Au fur et à mesure que le rouleau compresseur des oligarchies financière et politico-technocratique s’imposait sur les médias mainstream, de plus en plus d’intellectuels, penseurs, militants et toute autre personne cherchant juste un espace pour respirer librement, ont migré vers un autre possible, gratuit, accessible, sans hiérarchie, offrant toute possibilité de communiquer et échanger.

Un danger énorme s’est alors mis en place parallèlement. Sur l’internet et les réseaux sociaux, où se développe aujourd’hui le fleurissement de la pensée, sauvage, abrupte, fougueuse, avec bien sûr ses outrances, celle qui prévalait justement dans la période précédente, depuis la fin des années soixante jusque encore dans les années quatre-vingt-dix, celle du foisonnement de la pensée, symbolisée par le quartier latin, et en œuvre quasiment partout en France.

L’échange d’idées, de pensées, d’informations et de recherches que permet internet est un gage et une garantie de pouvoirs et de contre-pouvoirs qui en régulent l’équilibre nécessairement instable, comme tout mouvement social libre, comme toute jeunesse libre tout simplement.

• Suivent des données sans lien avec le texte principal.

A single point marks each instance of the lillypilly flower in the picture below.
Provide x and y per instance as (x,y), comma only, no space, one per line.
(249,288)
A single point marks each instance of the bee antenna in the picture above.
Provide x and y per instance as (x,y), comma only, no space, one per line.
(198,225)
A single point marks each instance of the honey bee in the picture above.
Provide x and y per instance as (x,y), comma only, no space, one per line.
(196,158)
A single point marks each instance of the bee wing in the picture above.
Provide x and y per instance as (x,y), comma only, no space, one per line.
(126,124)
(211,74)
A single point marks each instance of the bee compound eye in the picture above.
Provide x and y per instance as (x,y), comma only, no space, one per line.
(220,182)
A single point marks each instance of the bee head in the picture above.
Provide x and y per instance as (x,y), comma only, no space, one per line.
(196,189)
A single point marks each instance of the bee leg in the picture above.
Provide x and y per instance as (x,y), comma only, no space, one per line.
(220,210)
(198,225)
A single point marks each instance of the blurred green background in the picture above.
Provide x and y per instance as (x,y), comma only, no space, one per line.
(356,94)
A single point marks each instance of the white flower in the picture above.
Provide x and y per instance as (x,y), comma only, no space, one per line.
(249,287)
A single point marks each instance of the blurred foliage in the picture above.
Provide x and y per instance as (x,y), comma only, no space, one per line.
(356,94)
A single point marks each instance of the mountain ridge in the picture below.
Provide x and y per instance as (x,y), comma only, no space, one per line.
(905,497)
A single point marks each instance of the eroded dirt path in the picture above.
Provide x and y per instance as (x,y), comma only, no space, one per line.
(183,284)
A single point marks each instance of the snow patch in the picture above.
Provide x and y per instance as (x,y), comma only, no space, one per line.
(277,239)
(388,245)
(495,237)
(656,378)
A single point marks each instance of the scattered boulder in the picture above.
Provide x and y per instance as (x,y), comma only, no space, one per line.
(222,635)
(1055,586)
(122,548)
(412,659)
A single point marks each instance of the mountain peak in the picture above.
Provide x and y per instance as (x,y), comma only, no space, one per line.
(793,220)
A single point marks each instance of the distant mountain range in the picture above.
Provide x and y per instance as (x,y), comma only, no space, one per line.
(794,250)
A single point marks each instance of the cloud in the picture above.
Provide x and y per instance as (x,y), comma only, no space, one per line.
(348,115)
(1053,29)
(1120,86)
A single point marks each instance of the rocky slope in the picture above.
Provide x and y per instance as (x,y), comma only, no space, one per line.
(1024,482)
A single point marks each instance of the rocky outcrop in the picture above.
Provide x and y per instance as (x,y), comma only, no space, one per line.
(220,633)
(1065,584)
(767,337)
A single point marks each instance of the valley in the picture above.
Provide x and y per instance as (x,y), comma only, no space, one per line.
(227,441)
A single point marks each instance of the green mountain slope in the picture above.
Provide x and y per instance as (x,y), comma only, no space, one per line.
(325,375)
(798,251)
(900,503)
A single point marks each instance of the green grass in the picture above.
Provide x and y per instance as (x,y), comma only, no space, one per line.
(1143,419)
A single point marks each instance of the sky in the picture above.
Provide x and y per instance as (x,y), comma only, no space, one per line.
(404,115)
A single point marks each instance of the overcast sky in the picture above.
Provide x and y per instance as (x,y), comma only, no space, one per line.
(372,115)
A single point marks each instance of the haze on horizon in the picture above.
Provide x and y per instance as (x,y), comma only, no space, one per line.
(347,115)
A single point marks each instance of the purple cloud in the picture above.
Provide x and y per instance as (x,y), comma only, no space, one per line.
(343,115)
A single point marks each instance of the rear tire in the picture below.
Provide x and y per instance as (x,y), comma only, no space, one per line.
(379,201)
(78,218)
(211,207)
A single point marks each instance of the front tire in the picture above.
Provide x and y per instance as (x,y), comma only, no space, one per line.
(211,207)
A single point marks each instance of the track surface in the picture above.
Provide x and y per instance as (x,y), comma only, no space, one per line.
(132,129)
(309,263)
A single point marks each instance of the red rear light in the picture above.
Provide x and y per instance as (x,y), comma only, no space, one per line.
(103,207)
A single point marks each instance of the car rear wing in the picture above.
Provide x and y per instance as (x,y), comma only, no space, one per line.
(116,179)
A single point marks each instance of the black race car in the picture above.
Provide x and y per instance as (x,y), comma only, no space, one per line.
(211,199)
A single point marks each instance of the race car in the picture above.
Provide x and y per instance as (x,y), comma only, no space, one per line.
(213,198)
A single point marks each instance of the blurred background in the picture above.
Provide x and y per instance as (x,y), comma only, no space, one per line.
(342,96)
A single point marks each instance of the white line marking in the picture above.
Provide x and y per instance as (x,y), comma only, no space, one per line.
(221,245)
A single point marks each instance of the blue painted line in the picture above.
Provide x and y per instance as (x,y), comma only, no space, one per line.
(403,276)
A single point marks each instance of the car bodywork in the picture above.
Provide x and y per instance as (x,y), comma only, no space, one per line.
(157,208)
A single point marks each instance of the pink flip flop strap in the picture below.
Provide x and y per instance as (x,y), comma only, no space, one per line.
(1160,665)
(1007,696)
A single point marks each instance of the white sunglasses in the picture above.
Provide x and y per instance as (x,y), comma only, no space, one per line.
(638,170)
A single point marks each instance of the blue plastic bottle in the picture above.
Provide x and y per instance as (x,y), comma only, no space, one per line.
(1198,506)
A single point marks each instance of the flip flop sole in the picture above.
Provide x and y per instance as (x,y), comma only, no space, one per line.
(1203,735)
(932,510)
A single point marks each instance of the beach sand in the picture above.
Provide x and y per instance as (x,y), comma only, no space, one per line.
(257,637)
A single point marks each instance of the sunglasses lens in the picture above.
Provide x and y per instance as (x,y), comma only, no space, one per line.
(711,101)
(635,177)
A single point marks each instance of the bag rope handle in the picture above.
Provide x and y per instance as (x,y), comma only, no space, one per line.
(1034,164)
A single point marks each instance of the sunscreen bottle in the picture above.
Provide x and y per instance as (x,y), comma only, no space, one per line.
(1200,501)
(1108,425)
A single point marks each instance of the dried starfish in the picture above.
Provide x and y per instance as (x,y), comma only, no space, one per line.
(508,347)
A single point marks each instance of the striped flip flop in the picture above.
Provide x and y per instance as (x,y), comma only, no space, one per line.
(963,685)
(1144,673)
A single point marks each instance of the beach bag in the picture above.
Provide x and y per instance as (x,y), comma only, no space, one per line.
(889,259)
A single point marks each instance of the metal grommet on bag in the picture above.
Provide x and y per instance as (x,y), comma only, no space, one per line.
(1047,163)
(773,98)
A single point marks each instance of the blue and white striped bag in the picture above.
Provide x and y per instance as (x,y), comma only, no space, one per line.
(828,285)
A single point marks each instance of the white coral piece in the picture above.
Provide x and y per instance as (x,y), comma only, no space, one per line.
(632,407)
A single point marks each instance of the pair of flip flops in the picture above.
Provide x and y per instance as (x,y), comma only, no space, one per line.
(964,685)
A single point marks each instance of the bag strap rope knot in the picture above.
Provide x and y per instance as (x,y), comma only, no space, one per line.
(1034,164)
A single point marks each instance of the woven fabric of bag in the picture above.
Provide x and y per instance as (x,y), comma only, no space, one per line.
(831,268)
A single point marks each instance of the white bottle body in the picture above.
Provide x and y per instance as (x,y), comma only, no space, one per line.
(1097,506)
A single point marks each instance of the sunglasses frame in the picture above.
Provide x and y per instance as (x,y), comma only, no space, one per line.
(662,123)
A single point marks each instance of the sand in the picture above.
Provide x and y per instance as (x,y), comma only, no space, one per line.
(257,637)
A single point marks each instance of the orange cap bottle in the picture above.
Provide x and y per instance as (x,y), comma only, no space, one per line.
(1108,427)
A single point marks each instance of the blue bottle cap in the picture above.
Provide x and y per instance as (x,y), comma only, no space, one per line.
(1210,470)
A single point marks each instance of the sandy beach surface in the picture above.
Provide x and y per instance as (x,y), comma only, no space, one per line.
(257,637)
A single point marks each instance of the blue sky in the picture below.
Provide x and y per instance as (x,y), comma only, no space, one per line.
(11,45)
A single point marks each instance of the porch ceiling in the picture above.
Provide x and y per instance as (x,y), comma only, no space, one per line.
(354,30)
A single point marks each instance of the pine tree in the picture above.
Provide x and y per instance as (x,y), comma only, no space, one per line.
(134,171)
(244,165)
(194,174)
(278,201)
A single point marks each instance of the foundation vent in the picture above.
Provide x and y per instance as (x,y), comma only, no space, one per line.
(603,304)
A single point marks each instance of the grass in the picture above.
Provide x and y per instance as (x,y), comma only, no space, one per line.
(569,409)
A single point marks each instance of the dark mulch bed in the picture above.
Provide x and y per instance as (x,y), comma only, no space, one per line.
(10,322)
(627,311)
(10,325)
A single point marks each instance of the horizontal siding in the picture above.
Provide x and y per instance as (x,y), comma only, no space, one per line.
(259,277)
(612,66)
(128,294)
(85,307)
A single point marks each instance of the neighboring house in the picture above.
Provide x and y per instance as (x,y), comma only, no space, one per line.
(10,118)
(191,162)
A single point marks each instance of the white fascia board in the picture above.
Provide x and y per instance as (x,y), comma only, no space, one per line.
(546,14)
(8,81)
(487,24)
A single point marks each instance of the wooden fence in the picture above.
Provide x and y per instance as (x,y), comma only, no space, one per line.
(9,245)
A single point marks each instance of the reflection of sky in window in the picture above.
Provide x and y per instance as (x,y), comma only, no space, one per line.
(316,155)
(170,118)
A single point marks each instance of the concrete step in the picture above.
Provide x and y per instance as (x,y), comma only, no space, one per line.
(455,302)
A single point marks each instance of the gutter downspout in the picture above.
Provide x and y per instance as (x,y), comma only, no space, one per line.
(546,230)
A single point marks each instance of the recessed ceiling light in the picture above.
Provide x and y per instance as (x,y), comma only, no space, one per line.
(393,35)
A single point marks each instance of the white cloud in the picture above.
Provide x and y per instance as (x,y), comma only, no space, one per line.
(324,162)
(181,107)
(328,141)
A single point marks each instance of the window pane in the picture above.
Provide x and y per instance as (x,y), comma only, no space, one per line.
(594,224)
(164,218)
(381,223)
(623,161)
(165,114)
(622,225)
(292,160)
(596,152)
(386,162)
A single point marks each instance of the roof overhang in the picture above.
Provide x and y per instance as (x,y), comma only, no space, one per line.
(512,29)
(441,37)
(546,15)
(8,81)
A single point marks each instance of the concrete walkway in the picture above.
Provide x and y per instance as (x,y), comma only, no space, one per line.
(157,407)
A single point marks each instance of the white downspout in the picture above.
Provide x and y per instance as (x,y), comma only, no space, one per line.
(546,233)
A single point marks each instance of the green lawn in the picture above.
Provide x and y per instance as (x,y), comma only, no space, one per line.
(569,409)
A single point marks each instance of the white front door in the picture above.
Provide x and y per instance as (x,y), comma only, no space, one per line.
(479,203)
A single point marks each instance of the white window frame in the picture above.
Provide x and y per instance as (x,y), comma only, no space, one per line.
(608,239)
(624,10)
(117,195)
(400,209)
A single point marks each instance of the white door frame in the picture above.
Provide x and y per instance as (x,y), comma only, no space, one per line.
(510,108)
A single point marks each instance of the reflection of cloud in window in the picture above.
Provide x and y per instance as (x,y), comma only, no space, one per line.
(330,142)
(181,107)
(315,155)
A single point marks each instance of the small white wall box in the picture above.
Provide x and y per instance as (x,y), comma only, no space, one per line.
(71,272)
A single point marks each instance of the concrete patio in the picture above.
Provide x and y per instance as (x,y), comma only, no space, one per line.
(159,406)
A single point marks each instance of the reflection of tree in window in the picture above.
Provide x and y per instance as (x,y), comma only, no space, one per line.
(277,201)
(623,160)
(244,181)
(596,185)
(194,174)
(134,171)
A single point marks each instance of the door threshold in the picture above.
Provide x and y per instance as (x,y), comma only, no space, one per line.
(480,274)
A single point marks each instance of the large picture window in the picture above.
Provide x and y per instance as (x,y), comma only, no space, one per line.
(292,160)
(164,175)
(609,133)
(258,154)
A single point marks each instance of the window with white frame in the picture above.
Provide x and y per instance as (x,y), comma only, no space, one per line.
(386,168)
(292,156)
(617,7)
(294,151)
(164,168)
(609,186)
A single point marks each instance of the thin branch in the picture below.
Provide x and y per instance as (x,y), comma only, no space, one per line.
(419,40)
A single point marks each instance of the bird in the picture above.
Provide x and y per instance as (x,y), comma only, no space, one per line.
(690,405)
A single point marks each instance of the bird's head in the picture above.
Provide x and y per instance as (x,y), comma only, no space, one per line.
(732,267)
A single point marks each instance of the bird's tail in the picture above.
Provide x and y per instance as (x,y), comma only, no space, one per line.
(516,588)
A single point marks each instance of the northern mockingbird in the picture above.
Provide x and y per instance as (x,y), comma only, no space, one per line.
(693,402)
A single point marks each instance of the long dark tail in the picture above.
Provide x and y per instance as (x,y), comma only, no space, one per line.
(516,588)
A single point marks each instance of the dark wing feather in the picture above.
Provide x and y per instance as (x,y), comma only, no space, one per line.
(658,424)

L’Internet est à l’imprimerie ce que celle-ci a été face aux moines copistes, à un niveau démultiplié. Il est ainsi fécond de trésors de savoirs et d’échanges incommensurables.

Cette richesse d’expression et de pensées libres est devenue insupportable aux oligarchies qui nous gouvernent, tout comme l’a été l’imprimerie pour l’Église. Il devient alors tout aussi nécessaire et urgent de mettre leurs supports ((internet et réseaux sociaux) sous contrôle.

On a pu mesurer les dégâts qu’ils contribué à occasionner avec les printemps arabes, avec les conséquences néfastes produites lorsqu’il a fallu pour les écraser. On l’a échappé belle avec les mouvements inspirés par le manifeste “Indignez-vous” qu’on a pu heureusement juguler. Voilà maintenant que se pointent ces satanés Gilets jaunes avec leurs prétentions à la justice fiscale et à l’introduction de la démocratie directe avec leur RIC sans conditions restrictives dans son champ d’application !

Où il ne suffit plus à nos oligarchies de maîtriser la presse mainstream.

Toute une offensive se développe ainsi depuis quelques années pour “réguler” la documentation, l’expression et les échanges d’idées sur les réseaux sociaux, avec toujours, bien entendu, les meilleures intentions du monde : la lutte contre le harcèlement, l’appel à la violence, l’apologie du terrorisme, le racisme et l’antisémitisme et, aujourd’hui, nouveau champ de bataille, les Fake news dont pourtant se sont toujours régalés et se régalent encore goulûment les classes dominantes et la presse mainstream,… La liste est inépuisable, mais comme on dit, l’enfer est pavé de bonnes intentions.

D’arrêtés en lois, d’autorégulation consentie ou imposée en conventions, chaque occasion est bonne pour le bornage, de plus en plus précis et contraignant, pour cette mise sous tutelle annoncée. Un cheminement qui prendra encore des années, voire des décennies, un peu à l’instar du mouton vivant qu’on veut faire cuire sans qu’il s’en aperçoive, selon la belle et si pertinente expression imagée d’un des leaders de l’extrême gauche à l’époque des années soixante-dix,

Il appartient à tous les démocrates révolutionnaires de s’opposer avec la plus grande vigilance à ce nouveau hold-up qui se joue sous nos yeux, et d’enrayer ce rouleau compresseur qui se déploie de plus en plus fort.

‌S’y opposer efficacement, c’est se donner aussi les moyens d’éducation pour tous les citoyens qui le souhaitent, afin qu’ils apprennent à y puiser toutes les richesses et en contenir ses travers. À ce titre, l’utilisation de l’Internet devrait figurer au programme d’enseignement dès la fin du primaire et tout au long de la scolarité, au même titre que les autres disciplines.